AUSTIN, Texas — Gov. Greg Abbott declined at a news conference Sunday to follow the lead of other states with a statewide “shelter in place” order even as the number of cases in Texas swelled by at least 30 in a day. The death toll went from five to six.
Abbott said the increase in Texans with the disease comes as testing is ramping up, and that both the number of people sick and the number tested continue to rise. He urged the federal government to do more to help states acquire supplies needed for testing and protective equipment, such as face masks, for health care workers.
Abbott indicated he was not prepared to issue a shelter-in-place order, as governors in some large states have. He noted that more than 200 Texas counties currently have no virus cases and said leaders in harder-hit parts of the state could take this action at the local level.

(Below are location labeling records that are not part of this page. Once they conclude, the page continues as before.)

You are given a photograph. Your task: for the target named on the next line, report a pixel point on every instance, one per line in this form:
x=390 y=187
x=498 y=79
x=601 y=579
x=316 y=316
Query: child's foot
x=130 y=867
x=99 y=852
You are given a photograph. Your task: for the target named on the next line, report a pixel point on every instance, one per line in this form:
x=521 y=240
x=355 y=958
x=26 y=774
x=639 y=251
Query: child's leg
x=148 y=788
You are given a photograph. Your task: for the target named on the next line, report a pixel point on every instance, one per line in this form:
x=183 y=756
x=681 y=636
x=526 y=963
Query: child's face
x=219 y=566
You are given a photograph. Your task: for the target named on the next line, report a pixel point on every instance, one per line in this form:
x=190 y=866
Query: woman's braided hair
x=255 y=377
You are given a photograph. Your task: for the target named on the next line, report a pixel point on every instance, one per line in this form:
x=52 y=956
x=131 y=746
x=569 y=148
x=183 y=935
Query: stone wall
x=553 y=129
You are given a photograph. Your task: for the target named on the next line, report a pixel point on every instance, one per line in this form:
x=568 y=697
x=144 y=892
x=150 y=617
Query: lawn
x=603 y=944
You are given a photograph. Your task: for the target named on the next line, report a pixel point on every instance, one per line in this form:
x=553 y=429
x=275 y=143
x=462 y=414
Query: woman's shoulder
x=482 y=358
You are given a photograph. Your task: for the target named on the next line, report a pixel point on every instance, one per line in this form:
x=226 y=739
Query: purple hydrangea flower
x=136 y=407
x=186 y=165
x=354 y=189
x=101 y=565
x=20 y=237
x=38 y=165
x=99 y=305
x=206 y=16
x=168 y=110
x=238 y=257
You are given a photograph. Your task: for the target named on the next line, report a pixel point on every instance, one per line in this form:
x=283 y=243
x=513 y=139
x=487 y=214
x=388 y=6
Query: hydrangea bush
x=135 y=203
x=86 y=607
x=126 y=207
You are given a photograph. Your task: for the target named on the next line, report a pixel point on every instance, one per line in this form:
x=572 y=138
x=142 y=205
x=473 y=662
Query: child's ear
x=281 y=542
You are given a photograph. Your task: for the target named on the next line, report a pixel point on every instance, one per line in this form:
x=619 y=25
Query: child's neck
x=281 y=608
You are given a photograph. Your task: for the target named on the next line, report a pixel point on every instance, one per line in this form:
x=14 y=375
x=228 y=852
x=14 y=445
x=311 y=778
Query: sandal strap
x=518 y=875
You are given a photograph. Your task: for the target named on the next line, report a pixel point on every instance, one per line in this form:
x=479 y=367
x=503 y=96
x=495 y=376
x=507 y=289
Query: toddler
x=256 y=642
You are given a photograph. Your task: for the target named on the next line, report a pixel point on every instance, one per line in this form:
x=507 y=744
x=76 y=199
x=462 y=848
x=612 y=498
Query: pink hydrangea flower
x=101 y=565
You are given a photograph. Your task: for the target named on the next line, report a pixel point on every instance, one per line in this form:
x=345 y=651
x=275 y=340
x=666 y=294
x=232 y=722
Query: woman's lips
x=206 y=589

But Abbott warned Texans that a shelter-in-place order could be coming if they don’t heed his previous orders in recent days that limited social gatherings to under 10 people, closed schools, bars and gyms and banned dine-in eating at restaurants.
“Stricter standards will be taken,” if necessary, Abbott said. “If you don’t have an essential reason for leaving your home, you should not be leaving your home.”
The Texas Department of State Health Services indicated that 334 people statewide had tested positive for the virus as of Sunday, which was up from 304 on Saturday. The governor acknowleged however that tracking data from Johns Hopkins put the number even high at 616 cases.
Dallas County has the greatest number of cases in Texas, with 30, according to the health department. It is followed by Harris County, with 27, and Bexar County, with 24. There are nine total cases in El Paso County, three of those are at Fort Bliss - which reported two new cases late Saturday night.
The latest Texas death was a man in his 80s in Dallas County. He had been critically ill in an area hospital, but more details were not released. It was the second death to occur in Dallas County from the virus.
The vast majority of people who contract the virus recover within weeks. It causes only mild or moderate symptoms for most people, but it can lead to more severe illness, including pneumonia, especially in older adults and people with preexisting health problems.